Jim Ayers CMC, wrote a recent article about strategy and the execution gap that reminded me of a potential consulting assignment that seemed too good to be true – and turns out it was.

A former client, a small optical manufacturing company, phoned and told us to quickly put together my firm’s usual proposal and send it ASAP. He needed a Strategic Plan (SP) to serve as supporting documentation for new bank funding. He said not to spend too much time on the proposal since he would put any resources at our disposal to flush out the details and that we would work together to put the plan on paper.

An overnight check for advance payment arrived and we made plans to visit client, discuss the process and gather information from all the business managers. All the data looked good and projections of growth were about 15% for every function. According to interviews with managers, the growth numbers were supported by surveys, sales force projections and market research.

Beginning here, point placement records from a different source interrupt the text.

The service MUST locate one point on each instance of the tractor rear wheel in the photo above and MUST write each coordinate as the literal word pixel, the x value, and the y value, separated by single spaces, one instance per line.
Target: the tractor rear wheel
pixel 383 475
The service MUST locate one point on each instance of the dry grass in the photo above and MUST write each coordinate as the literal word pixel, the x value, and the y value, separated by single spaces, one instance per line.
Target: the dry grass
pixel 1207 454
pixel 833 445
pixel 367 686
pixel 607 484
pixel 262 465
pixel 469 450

The financials were passable but the company was short on cash flow, thus the need for a bank loan. It seemed that an infusion of new money would fill the cash flow gap while the marketing/sales team put their plans into motion. The Board of Directors asked for the plan "right away” so we pushed it to completion. The company got their loan.

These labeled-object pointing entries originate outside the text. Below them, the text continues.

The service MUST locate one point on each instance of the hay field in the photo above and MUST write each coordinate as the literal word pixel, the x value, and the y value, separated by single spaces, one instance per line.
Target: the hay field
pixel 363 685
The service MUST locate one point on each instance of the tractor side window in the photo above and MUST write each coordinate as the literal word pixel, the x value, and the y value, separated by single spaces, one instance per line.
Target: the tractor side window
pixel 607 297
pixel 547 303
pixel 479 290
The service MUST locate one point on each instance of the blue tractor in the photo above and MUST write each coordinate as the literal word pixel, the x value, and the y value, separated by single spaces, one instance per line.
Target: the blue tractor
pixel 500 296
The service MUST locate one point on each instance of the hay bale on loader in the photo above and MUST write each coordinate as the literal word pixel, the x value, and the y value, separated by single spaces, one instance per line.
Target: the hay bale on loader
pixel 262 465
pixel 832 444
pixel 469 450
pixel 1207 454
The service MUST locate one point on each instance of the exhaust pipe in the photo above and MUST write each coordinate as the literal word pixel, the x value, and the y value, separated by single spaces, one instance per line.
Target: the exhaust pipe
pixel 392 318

About 10 months later, the situation did not look so promising. The company was faced with serious financial difficulties. What went wrong? It turns out that the company really didn’t have the technical or managerial skills to pull off their ambitious 15% growth plan and, in some cases, just didn’t have the head count to effectively implement the growth strategies.

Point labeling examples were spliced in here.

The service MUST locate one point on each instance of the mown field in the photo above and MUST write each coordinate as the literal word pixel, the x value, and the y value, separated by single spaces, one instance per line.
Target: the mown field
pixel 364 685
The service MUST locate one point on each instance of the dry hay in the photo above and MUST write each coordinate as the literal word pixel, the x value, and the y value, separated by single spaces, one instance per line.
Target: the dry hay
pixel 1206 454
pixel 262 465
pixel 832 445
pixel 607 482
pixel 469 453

In hindsight, our SP was just a paper exercise for the Board. The company managers, it seemed, just went along with what the Board wanted to hear, i.e., 15% growth per year over the next 3 years.

What could/should have been done to prevent this negative outcome? Is it:

A. Conduct a pre-proposal company background search to uncover anomalies beforehand.

B. Turn down the assignment unless more time was allowed to include our own assessment of current and future capacity and capabilities.

C. Spend more time with managers digging into their criteria and drivers for growth rates projected.

D. Put metrics in place to track progress against goal and provide early warning of difficulties.

E. Other. What’s your solution? Send in your comments.


Kathy Maixner says...
Posted Thursday, November 4, 2010
Looking at A-D above, I'd say be sure to focus on "C". A,B, and D are task oriented. C will really discover the motivations behind the need to "hurry" and as you say, the "drivers". My experience has been that there are times when the drivers override everything else - and the drivers can be self-serving and counterproductive. It's imperative that a good consultant ask the hard questions and that our clients are open to our interpretations and findings. It's important to make it clear to the client upfront that what our discovery process uncovers may contradict his or her direction. If I sense a hesitancy on the part of my client to hear the truth, I won't move forward until we've reached an understanding.